L'étudiant a vu dans ce projet l'occasion de démystifier le travail de l'architecte. «Peu de gens savent réellement ce que fait un architecte. Pour moi, il est important de faire connaître notre domaine d'études et d'amener les enfants à se questionner sur l'architecture.»
Pour Catherine-Eve Gadoury, née d'un père architecte et d'une mère urbaniste, il faut initier l'enfant à l'architecture dès son plus jeune âge. «J'ai toujours été étonnée que l'architecture ne fasse pas partie des programmes en éducation artistique dans les écoles, comme c'est le cas en France. Si on veut protéger et aimer quelque chose, il faut d'abord le connaître. Les enfants, comme nous, sont façonnés par la ville; il suffit de les aider en dirigeant un peu leur regard pour que tout à coup apparaisse un nouvel univers devant eux.»
Amener les enfants à s'émerveiller devant l'architecture: la tâche est plus simple qu'il n'y paraît, assure-t-elle. «Les enfants sont déjà en quelque sorte de petits architectes; ils construisent des châteaux de sable, des cabanes, des maisons en Lego. L'organisation de l'espace, les lignes, les formes, les couleurs, tout ça les intéresse. L'architecture est une discipline qui appelle l'enfance.»

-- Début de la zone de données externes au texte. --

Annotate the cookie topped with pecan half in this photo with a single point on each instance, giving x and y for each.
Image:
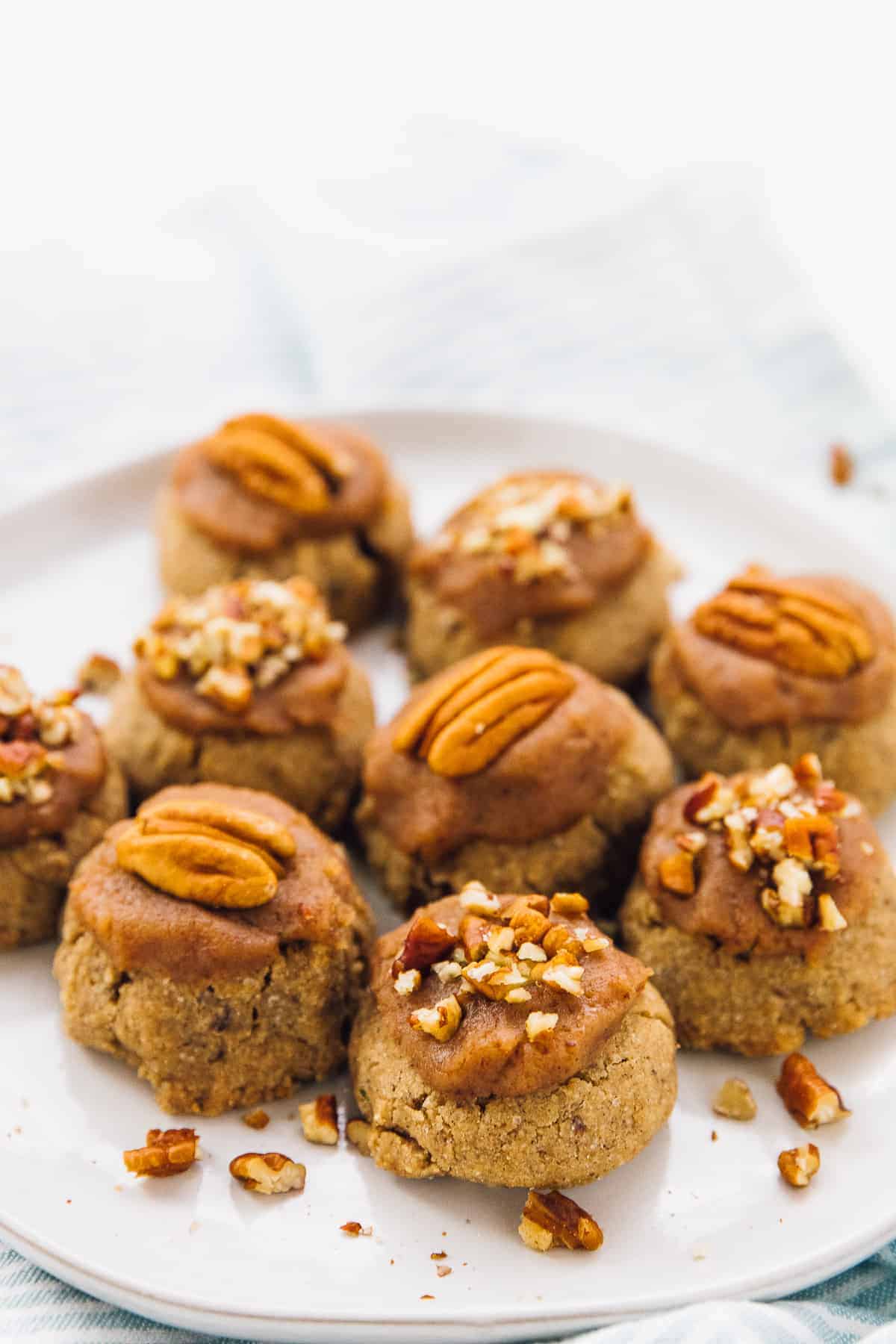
(514, 765)
(269, 497)
(774, 667)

Surprises et découvertes au menu
Le parcours du quartier Saint-Jean-Baptiste comprend 11 stations. Le point de départ est l'église Saint-Jean-Baptiste, sur la rue Saint-Jean. Fermé au culte depuis 2015, ce bâtiment patrimonial devra se trouver une nouvelle vocation. Au cours de leur visite, les participants de Pop-Ville seront invités à imaginer des solutions de conversion.
«L'église Saint-Jean-Baptiste fait assurément partie des plus beaux bâtiments religieux au Québec, dit Adrien Larochelle. Les idées des enfants pour trouver de nouveaux usages ne seront pas forcément loufoques. Il faut penser en dehors de la boîte pour modifier un bâtiment aussi magnifique, grandiose et complexe qu'une église.»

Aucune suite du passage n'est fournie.